By Stephen Lam
HEALDSBURG, Calif. (Reuters) - Crews lost ground on Sunday against a wind-driven wildfire that has blackened a wide swath of California's picturesque wine country and driven 180,000 people from their homes as they hoped for a break in the hot, dry weather.
About 3,000 people were battling the Kinkade Fire, the worst of more than a dozen major blazes that have damaged or destroyed nearly 400 structures, and prompted Governor Gavin Newsom to declare a statewide emergency.
"All hands are focusing on the Kincade," Newsom told reporters after meeting residents at an evacuation center in the Sonoma County city of Petaluma, calling that blaze "the most stubborn challenge we face."
Newsom said its containment had "slipped" to about half of an earlier estimate of 10 percent, with more than 50,000 acres (20,230 hectares) burned, as nearly 90-mph (145-kph) gusts whipped flames toward communities as far south as northern Santa Rosa.
About 180,000 people were under mandatory evacuation orders, including the towns of Healdsburg and Windsor, north of Santa Rosa, which stand in the path of the flames.

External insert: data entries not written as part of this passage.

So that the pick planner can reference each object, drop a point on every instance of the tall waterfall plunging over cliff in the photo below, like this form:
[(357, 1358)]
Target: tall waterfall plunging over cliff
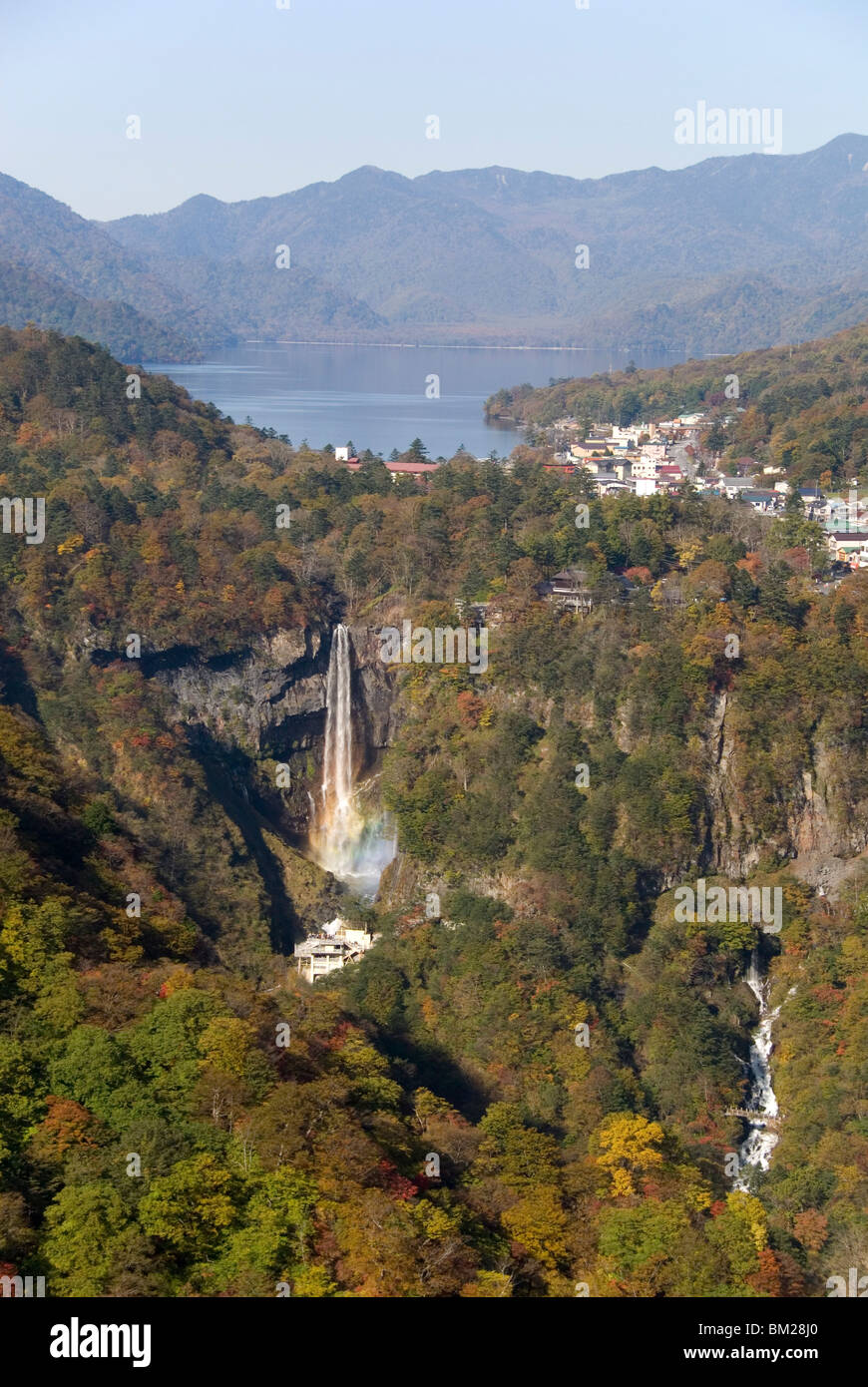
[(342, 842)]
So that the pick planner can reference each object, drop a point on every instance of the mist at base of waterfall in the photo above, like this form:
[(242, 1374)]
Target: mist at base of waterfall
[(356, 853)]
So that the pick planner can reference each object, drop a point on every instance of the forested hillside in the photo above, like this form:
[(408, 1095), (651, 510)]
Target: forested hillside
[(550, 1032)]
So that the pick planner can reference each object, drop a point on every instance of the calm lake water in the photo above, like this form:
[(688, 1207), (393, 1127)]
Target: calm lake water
[(376, 395)]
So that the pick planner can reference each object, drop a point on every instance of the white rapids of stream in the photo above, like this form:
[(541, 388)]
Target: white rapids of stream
[(761, 1139)]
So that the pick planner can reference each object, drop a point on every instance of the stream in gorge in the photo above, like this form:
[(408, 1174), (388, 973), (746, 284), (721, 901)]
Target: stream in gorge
[(763, 1137), (347, 838)]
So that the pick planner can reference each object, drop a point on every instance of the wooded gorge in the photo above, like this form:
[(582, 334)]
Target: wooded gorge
[(563, 1166)]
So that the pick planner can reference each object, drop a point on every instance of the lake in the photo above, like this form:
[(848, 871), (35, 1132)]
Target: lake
[(379, 397)]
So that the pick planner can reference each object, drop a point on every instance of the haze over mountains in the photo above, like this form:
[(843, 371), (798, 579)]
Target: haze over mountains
[(728, 254)]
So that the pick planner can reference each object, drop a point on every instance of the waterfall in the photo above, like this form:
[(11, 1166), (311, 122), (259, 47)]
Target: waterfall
[(341, 841), (761, 1139)]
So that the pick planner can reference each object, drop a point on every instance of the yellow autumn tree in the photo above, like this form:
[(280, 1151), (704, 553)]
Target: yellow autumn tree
[(626, 1146)]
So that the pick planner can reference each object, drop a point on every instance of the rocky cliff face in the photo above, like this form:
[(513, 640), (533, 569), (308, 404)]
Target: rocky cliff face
[(825, 822), (269, 699)]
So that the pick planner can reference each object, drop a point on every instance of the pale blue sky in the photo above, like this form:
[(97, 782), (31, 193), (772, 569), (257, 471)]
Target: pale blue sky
[(240, 99)]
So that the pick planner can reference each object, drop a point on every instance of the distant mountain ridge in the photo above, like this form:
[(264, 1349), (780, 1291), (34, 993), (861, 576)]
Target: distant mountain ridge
[(722, 255)]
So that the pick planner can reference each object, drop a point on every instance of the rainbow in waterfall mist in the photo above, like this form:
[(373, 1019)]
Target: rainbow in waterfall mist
[(344, 841)]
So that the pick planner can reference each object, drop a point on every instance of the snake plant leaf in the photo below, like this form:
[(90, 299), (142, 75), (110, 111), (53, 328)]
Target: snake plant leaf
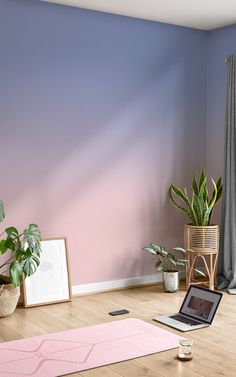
[(202, 179), (150, 250), (195, 186), (2, 212), (156, 247), (172, 189), (214, 194), (196, 204)]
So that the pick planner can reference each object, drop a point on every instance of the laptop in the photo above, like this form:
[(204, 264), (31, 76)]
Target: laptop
[(197, 310)]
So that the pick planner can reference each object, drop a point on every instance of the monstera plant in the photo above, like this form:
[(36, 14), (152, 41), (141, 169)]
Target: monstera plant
[(19, 258)]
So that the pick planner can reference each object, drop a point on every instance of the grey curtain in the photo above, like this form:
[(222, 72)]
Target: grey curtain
[(227, 262)]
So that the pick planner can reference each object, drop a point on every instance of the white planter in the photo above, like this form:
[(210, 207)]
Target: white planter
[(9, 297), (170, 281)]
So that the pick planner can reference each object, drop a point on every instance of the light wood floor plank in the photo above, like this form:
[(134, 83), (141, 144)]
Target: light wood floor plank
[(214, 347)]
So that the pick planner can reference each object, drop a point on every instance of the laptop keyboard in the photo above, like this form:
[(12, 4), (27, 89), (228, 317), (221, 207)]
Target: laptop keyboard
[(186, 320)]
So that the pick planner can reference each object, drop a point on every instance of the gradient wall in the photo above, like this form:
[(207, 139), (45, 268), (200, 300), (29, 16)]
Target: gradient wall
[(99, 114)]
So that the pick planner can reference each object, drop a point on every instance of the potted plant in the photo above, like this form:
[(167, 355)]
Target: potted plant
[(19, 258), (199, 234), (169, 264)]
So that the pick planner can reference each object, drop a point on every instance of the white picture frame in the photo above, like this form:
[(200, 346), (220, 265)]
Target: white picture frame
[(50, 284)]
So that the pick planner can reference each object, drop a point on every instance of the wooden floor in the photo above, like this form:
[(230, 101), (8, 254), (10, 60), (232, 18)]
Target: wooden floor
[(214, 347)]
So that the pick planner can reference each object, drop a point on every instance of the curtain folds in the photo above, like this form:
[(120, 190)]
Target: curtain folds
[(227, 262)]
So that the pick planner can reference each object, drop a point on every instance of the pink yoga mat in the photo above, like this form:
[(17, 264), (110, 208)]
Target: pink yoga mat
[(84, 348)]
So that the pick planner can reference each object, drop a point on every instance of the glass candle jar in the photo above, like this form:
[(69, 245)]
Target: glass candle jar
[(185, 349)]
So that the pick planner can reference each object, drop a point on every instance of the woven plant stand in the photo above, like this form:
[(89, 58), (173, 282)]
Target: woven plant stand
[(202, 243), (9, 297)]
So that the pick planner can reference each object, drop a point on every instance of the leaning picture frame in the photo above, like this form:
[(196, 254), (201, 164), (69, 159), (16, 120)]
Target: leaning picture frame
[(50, 284)]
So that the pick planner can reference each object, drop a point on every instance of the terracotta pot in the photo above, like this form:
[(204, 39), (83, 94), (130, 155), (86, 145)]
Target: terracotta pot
[(9, 297)]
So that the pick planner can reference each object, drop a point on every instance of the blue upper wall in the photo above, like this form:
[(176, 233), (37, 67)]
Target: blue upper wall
[(99, 114), (220, 43)]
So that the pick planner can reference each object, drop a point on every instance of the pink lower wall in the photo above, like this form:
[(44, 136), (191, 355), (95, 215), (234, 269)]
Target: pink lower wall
[(99, 114)]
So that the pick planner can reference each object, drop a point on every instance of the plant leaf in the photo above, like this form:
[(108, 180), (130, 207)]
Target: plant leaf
[(16, 273), (3, 247), (150, 250), (2, 212), (179, 249)]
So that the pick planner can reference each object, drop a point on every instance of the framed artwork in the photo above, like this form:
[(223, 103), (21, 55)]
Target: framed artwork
[(51, 282)]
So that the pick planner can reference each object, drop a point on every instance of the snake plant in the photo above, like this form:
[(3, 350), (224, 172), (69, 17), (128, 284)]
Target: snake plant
[(24, 251), (200, 205)]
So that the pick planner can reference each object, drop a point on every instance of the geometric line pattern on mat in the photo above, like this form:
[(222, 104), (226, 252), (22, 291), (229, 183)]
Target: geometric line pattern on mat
[(43, 356), (76, 350)]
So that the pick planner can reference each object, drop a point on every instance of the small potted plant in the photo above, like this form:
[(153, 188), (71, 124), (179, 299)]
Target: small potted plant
[(169, 264), (19, 258)]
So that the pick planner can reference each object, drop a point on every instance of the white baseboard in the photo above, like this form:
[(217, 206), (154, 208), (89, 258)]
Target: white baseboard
[(115, 284)]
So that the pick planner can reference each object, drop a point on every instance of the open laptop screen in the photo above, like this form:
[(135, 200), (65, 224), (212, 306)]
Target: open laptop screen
[(201, 303)]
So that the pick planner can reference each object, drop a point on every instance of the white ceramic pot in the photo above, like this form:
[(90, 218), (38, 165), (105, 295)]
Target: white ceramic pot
[(9, 297), (170, 281)]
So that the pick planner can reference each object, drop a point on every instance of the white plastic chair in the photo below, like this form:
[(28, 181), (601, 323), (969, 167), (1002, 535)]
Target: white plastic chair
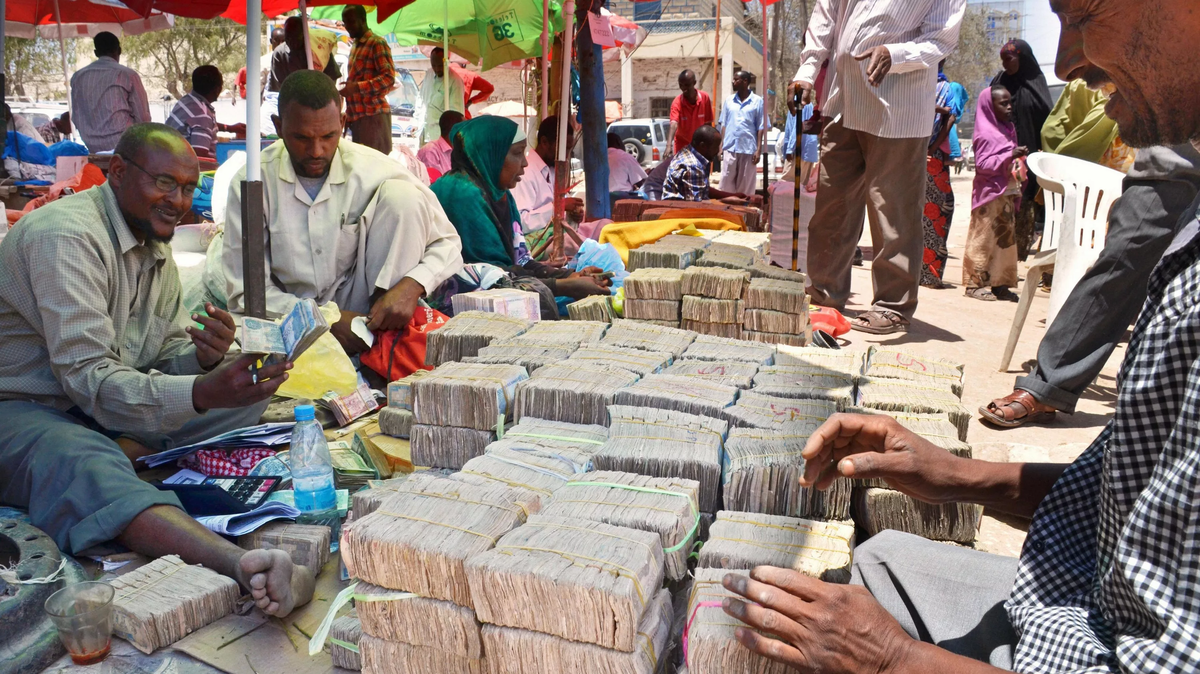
[(1079, 196)]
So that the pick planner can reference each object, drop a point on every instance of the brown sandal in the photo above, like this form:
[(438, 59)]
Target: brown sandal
[(1017, 409)]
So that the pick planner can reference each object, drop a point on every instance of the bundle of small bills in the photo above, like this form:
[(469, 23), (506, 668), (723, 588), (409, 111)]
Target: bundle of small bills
[(730, 372), (597, 308), (652, 283), (418, 540), (744, 540), (648, 337), (582, 581), (162, 602), (666, 444), (504, 301), (468, 332), (534, 653), (579, 390)]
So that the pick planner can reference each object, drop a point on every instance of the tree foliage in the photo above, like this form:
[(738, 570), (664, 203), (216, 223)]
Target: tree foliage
[(191, 43)]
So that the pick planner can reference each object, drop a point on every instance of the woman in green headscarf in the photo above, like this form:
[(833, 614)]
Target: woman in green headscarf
[(487, 158)]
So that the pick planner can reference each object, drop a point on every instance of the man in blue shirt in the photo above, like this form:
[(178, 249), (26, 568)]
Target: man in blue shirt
[(741, 122)]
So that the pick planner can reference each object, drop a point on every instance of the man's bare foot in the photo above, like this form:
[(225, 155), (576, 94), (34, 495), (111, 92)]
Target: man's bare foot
[(276, 584)]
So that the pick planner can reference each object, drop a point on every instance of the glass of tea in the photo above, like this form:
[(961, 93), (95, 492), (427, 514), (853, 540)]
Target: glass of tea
[(83, 614)]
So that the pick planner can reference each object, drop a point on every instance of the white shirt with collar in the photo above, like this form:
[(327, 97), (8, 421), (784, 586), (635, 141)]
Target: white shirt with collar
[(313, 245)]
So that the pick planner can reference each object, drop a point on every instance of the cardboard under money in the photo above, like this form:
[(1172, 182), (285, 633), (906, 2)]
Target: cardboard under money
[(522, 651), (744, 540), (666, 444), (580, 390), (624, 499), (468, 332), (732, 373), (418, 541), (876, 509), (159, 603), (401, 617), (582, 581)]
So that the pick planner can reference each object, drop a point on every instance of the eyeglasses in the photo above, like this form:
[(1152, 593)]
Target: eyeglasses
[(165, 184)]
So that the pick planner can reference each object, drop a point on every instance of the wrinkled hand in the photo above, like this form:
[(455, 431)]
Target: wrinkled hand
[(394, 310), (211, 343), (232, 385), (825, 627), (879, 66), (865, 446)]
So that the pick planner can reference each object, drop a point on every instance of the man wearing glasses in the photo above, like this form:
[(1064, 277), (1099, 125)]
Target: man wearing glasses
[(96, 369)]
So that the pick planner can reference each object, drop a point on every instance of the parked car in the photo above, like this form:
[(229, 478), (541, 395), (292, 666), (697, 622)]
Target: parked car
[(645, 138)]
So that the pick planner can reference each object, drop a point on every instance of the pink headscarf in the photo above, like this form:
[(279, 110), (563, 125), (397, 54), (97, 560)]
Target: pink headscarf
[(993, 144)]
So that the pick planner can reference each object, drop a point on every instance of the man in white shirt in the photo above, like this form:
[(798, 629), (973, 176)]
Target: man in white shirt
[(345, 223), (535, 192), (432, 94), (624, 173), (879, 108)]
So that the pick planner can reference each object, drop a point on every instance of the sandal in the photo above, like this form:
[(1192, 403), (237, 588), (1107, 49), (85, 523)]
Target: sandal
[(876, 322), (1017, 409), (981, 294)]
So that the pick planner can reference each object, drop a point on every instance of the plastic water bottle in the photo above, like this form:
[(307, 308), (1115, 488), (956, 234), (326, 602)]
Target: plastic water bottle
[(312, 469)]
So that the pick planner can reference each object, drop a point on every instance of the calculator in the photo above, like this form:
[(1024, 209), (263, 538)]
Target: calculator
[(225, 494)]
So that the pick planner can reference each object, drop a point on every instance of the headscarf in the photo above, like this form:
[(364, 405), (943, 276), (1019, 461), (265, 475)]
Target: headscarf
[(994, 143), (1031, 95), (480, 210)]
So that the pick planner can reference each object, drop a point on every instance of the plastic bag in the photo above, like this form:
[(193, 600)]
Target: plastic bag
[(324, 367)]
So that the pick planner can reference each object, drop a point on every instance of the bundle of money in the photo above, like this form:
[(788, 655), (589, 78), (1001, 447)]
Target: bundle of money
[(447, 446), (649, 337), (166, 600), (637, 361), (877, 509), (653, 283), (418, 540), (582, 581), (525, 651), (468, 332), (666, 444), (597, 308), (678, 393), (769, 411), (568, 331), (718, 283), (893, 363), (307, 545), (343, 633), (467, 395), (579, 390), (732, 373), (762, 471), (805, 383), (667, 506), (744, 540), (709, 348), (504, 301)]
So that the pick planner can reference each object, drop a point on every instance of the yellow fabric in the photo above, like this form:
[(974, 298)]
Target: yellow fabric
[(627, 235)]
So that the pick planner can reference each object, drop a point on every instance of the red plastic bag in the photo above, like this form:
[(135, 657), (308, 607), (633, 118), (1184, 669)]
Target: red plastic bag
[(400, 353)]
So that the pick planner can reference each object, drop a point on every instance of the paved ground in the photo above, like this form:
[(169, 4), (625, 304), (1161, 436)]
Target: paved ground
[(951, 325)]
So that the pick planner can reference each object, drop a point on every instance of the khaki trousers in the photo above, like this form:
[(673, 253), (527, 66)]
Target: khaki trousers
[(888, 176)]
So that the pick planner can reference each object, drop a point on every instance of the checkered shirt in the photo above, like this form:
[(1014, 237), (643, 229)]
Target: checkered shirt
[(373, 73), (688, 176), (1109, 578)]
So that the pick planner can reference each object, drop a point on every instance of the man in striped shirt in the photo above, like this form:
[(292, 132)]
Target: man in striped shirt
[(193, 115), (371, 76), (879, 108)]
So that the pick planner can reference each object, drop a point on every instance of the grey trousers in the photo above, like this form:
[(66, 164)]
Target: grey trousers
[(1158, 191), (943, 595), (888, 176), (75, 480)]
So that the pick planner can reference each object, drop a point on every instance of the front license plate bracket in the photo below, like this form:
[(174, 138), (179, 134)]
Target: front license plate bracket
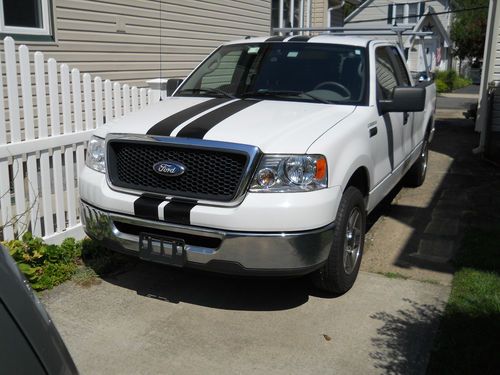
[(162, 249)]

The Kincade, which has ravaged nearly 80 sq miles (207 sq km) of wine country, has burned down 79 structures since it broke out on Wednesday but no casualties have been reported.
Investigators have not yet said what they believed caused the blaze, although it ignited near a broken wire on a Pacific Gas & Electric transmission tower.
High wind forecasts prompted utility Pacific Gas & Electric Corp on Saturday night to shut off power to about 940,000 customers in 43 counties to guard against the risk of touching off wildfires. The utility said the protective blackouts could last two days.
The governor has been sharply critical of PG&E, saying corporate greed and mismanagement kept it from upgrading its infrastructure while wildfire hazards have steadily worsened over the past decade.
PG&E, which filed for bankruptcy in January, citing billions of dollars in civil liabilities from deadly wildfires sparked by its equipment in 2017 and 2018, says it has since remedied problems experienced with its website and customer call center.
Newsom said firefighters were making their stand at U.S. Route 101 near Windsor as they waited for relief from hot, dry winds forecast to subside significantly on Monday.
No major wildfires have burned west of the 101 in that part of the state since the 1940s, said Steve Volmer, chief fire behavior analyst at the California Department of Forestry and Fire Protection (Cal Fire).
"The fuels in that area are extremely dense, they’re extremely old and...they’re extremely dry," Volmer told Reuters in an interview.
Newsom said crews had largely "gotten their arms around" the Tick Fire near the city of Santa Clarita, about 35 miles (56 km)
north of downtown Los Angeles, which has charred 4,615 acres (1,868 hectares) and destroyed 22 structures, since Thursday.
Most of the more than 40,000 residents ordered to evacuate were allowed to return home by Saturday afternoon, the county fire department said.